Après plusieurs semaines de manifestations réclamant la démission du président bolivien, Rodrigo Paz Pereira, ce dernier a annoncé mercredi 20 mai un remaniement ministériel, tandis que des centaines de paysans indigènes et de transporteurs ont de nouveau défilé dans la capitale administrative, La Paz.
Depuis trois semaines, paysans, ouvriers, mineurs et autres travailleurs mettent sous pression le chef de l’Etat, au pouvoir depuis à peine six mois, à travers des manifestations et des barrages routiers, alors que le pays traverse sa pire crise économique depuis quatre décennies.

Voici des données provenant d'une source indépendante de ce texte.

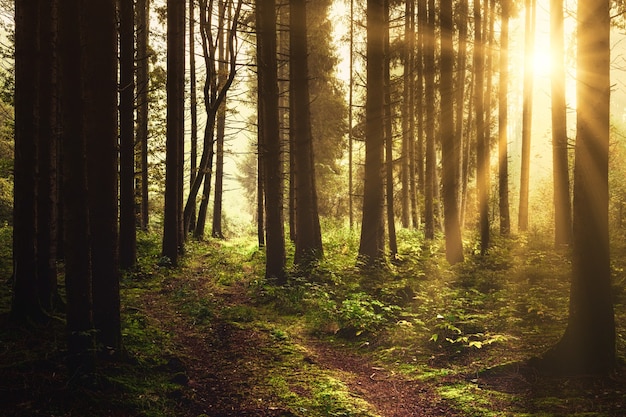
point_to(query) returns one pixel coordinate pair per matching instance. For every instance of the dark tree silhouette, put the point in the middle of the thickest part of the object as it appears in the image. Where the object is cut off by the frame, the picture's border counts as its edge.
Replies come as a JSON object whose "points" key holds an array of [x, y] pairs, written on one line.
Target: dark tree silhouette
{"points": [[372, 244]]}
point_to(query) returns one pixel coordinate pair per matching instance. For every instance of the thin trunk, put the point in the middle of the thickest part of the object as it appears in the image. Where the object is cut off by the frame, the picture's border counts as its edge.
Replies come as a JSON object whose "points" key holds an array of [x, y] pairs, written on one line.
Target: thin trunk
{"points": [[391, 220], [175, 127], [372, 243], [128, 235], [560, 165], [143, 29], [527, 108], [430, 173], [503, 152], [193, 109], [451, 152], [482, 148], [271, 146]]}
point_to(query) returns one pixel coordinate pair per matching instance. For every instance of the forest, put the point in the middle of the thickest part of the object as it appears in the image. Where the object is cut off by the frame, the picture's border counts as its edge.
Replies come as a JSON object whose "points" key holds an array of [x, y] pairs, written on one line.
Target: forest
{"points": [[371, 208]]}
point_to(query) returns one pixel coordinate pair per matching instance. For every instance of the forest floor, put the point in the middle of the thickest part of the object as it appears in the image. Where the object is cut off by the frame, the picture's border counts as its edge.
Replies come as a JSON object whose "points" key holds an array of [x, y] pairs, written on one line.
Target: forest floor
{"points": [[212, 338]]}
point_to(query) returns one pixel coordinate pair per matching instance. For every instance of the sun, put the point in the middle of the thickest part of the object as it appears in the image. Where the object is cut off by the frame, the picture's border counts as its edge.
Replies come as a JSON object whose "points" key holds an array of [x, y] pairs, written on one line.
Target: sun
{"points": [[542, 61]]}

« Nous devons réorganiser un gouvernement capable d’écouter », a déclaré M. Paz Pereira, ajoutant cependant qu’il ne dialoguerait pas avec les « vandales ». « Les portes resteront ouvertes » à « ceux qui respectent la démocratie », a-t-il précisé.

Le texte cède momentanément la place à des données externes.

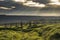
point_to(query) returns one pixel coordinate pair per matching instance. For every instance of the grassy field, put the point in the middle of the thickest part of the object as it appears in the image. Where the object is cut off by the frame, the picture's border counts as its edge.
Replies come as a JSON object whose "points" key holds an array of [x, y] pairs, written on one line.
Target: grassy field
{"points": [[30, 32]]}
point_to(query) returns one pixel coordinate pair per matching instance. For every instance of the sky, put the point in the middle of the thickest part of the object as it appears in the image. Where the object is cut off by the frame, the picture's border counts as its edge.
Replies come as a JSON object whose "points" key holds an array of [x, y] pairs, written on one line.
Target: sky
{"points": [[30, 7]]}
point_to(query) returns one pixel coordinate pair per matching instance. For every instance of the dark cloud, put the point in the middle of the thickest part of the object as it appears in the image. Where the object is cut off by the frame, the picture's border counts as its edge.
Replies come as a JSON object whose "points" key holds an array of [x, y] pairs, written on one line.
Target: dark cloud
{"points": [[20, 8]]}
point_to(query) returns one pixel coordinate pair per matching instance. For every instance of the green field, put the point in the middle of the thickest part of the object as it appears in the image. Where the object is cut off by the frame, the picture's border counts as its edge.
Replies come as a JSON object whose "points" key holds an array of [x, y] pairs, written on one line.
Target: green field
{"points": [[30, 32]]}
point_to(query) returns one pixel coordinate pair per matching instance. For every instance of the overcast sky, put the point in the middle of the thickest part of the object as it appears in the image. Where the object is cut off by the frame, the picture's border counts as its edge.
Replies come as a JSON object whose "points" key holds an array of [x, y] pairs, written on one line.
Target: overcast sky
{"points": [[26, 10]]}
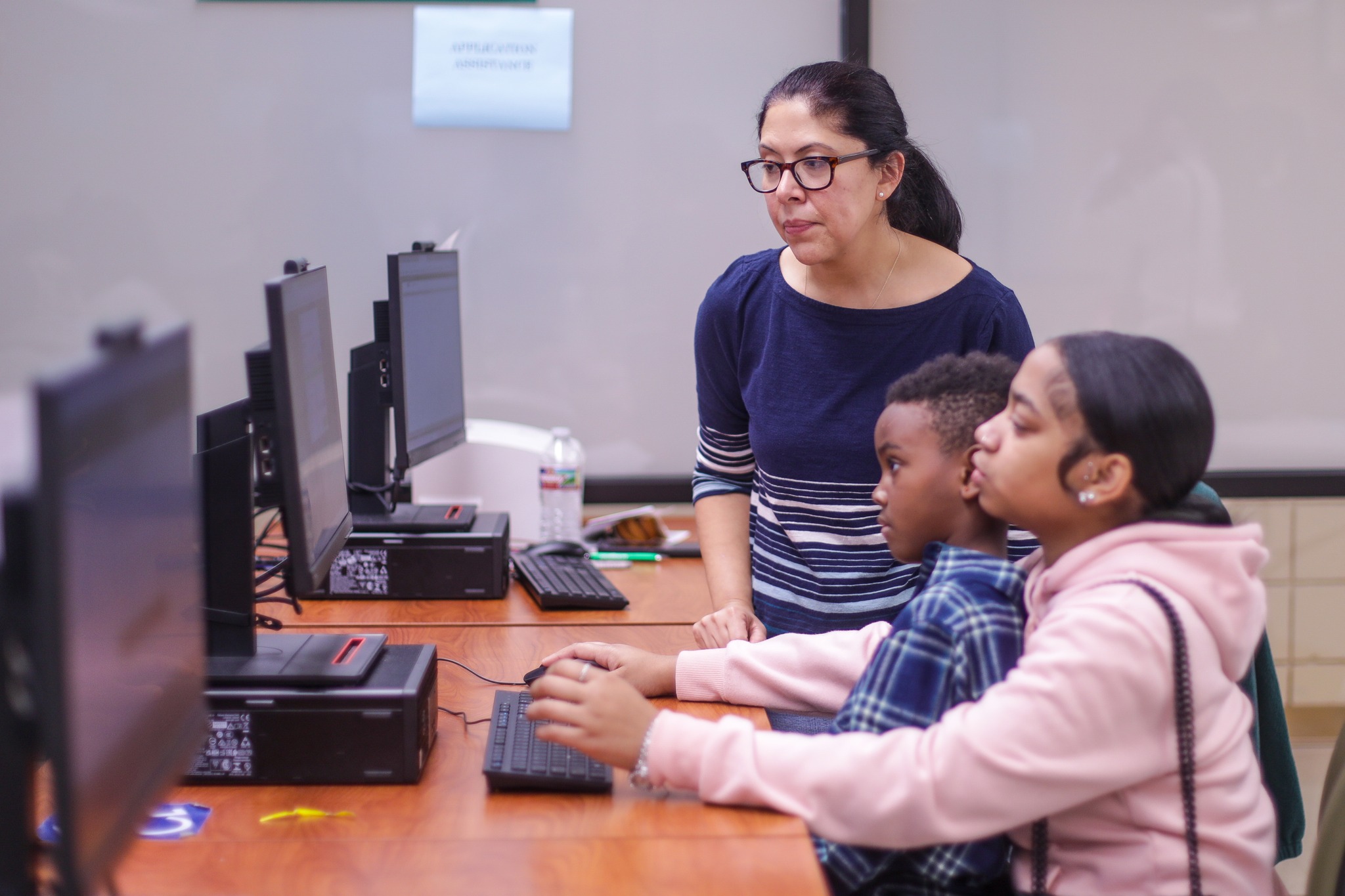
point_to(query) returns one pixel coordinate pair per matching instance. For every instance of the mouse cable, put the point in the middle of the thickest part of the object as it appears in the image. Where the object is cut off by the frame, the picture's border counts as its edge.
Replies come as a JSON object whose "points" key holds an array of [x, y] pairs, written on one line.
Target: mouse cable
{"points": [[521, 684], [272, 571], [463, 716]]}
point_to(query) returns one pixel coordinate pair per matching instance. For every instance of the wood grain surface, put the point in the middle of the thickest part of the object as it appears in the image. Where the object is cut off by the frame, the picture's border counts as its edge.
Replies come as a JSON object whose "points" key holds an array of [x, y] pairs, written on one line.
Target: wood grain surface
{"points": [[671, 591], [450, 833]]}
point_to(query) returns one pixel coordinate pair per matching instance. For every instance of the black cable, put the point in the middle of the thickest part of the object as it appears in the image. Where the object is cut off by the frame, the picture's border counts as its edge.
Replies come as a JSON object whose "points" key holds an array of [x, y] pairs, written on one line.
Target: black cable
{"points": [[463, 716], [521, 684], [381, 492], [272, 571]]}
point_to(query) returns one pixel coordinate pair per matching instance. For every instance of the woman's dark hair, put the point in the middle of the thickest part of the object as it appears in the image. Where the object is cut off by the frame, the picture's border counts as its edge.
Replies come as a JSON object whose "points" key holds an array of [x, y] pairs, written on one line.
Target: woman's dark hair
{"points": [[861, 104], [1142, 398]]}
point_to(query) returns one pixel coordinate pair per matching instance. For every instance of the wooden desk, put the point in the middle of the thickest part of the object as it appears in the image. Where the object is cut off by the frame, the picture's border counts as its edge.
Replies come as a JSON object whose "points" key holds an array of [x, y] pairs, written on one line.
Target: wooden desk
{"points": [[673, 591], [450, 834]]}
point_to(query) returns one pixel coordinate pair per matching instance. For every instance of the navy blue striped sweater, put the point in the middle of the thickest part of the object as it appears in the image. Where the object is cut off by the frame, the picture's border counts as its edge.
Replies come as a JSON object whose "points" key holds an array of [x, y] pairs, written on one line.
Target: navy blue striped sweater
{"points": [[789, 391]]}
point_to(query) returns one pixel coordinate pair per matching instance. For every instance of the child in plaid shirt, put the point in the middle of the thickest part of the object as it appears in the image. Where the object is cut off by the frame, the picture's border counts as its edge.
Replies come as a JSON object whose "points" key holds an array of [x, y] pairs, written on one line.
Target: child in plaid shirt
{"points": [[958, 637]]}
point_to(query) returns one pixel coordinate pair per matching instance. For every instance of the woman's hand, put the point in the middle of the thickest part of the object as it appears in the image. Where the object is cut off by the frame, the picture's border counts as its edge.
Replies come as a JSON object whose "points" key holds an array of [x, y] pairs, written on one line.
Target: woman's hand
{"points": [[651, 673], [602, 715], [735, 622]]}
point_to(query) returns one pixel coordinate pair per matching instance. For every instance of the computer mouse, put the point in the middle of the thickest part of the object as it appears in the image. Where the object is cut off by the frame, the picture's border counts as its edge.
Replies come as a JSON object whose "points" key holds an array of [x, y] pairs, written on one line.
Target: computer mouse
{"points": [[541, 671], [564, 548]]}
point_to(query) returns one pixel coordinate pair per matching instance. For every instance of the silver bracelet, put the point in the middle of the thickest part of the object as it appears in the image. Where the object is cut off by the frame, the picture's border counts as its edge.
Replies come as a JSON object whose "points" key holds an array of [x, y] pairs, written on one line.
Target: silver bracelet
{"points": [[640, 774]]}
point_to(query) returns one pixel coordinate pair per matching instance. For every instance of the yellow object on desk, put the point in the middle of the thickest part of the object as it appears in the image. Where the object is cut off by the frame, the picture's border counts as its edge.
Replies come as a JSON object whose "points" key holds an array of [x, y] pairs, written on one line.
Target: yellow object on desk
{"points": [[301, 812]]}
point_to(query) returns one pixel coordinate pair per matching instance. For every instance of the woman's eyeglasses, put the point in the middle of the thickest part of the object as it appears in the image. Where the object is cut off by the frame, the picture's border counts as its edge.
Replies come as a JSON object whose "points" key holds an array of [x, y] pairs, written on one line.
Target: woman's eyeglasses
{"points": [[811, 172]]}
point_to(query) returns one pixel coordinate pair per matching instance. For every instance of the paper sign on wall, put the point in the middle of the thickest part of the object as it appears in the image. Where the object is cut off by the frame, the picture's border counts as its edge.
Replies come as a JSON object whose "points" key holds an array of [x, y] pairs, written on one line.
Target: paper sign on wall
{"points": [[481, 68]]}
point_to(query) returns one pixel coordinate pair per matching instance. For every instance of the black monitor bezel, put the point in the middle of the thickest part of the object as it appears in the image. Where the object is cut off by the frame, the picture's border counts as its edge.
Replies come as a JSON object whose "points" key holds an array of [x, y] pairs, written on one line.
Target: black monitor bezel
{"points": [[301, 580], [49, 608], [405, 456]]}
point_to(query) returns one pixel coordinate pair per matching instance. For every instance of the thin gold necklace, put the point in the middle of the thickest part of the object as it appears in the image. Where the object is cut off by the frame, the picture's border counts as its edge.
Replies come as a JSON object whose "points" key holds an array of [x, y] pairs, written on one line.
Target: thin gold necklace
{"points": [[875, 303]]}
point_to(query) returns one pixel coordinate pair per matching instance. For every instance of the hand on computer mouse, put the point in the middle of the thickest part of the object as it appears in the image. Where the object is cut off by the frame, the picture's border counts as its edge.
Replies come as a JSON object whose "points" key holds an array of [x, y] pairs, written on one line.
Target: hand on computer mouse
{"points": [[651, 673], [529, 677], [603, 715]]}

Intervenant devant l’Organisation des Etats américains (OEA), le ministre des affaires étrangères, Fernando Aramayo, a accusé certains groupes de chercher, à travers les manifestations, à affaiblir le gouvernement et à porter atteinte à l’« Etat de droit ».
Agitant des drapeaux indigènes, des paysans aymara et des transporteurs ont défilé à la mi-journée dans les rues de La Paz, sans heurts avec la police, déployée pour sécuriser les accès autour du palais présidentiel.

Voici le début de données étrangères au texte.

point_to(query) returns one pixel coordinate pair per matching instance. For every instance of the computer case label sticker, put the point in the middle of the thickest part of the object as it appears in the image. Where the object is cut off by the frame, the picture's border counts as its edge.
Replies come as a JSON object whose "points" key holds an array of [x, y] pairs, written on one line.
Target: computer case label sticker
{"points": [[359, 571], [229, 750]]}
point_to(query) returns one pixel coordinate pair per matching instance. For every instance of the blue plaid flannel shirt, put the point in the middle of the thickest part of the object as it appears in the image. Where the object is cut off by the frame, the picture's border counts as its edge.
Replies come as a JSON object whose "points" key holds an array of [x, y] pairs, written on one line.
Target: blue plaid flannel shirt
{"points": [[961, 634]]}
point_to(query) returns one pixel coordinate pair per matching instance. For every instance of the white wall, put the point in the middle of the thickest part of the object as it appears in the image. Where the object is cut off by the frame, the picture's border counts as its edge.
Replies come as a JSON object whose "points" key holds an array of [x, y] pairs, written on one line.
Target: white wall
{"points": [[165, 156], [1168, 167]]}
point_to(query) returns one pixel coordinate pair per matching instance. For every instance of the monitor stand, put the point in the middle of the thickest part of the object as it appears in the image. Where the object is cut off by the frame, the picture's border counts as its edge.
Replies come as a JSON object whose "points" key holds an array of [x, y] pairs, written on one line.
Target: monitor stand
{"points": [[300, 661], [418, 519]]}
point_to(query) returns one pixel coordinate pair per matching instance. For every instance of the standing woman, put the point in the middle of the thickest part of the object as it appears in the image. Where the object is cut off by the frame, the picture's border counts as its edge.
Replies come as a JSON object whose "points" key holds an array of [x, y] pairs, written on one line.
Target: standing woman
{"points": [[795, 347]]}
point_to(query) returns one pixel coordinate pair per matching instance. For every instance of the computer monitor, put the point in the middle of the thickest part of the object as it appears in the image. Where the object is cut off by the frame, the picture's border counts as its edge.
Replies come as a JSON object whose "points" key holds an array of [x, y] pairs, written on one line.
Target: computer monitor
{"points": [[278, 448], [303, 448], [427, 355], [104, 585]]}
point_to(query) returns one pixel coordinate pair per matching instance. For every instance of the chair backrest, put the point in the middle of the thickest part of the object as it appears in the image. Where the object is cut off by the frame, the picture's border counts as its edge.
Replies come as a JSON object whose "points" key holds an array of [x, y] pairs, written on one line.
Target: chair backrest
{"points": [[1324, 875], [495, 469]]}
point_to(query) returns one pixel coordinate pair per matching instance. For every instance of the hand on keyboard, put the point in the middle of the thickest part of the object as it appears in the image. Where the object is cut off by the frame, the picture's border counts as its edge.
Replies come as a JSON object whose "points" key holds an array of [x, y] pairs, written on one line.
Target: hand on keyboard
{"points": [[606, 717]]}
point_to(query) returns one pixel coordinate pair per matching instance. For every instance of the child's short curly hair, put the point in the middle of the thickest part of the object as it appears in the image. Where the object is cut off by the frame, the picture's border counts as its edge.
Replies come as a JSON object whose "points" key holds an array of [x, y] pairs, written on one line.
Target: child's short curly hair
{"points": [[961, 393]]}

Le gouvernement affirme que les manifestations sont orchestrées par l’ancien président socialiste Evo Morales, visé par un mandat d’arrêt dans une affaire de traite présumée d’une mineure, accusations qu’il conteste. Depuis 2024, le dirigeant cocalero vit retranché dans le Chapare, dans le centre du pays, protégé par ses partisans.
Au moins 44 points de blocage sont signalés dans tout le pays, selon les autorités, provoquant des pénuries de denrées alimentaires, mais aussi de carburant et de médicaments à La Paz, dont les principaux accès sont bloqués.
Annonce d’un prochain « corridor humanitaire »
Le gouvernement a mis en place un pont aérien à partir de Santa Cruz et de Cochabamba, afin d’approvisionner la ville en viande et légumes. Il a également annoncé un prochain « corridor humanitaire » visant à dégager les routes bloquées pour laisser passer les convois de marchandises.
La Bolivie traverse sa plus grave crise économique depuis les années 1980. Le pays a épuisé ses réserves de dollars pour maintenir les subventions aux carburants, supprimées en décembre, tandis que l’inflation sur un an a atteint 14 % en avril.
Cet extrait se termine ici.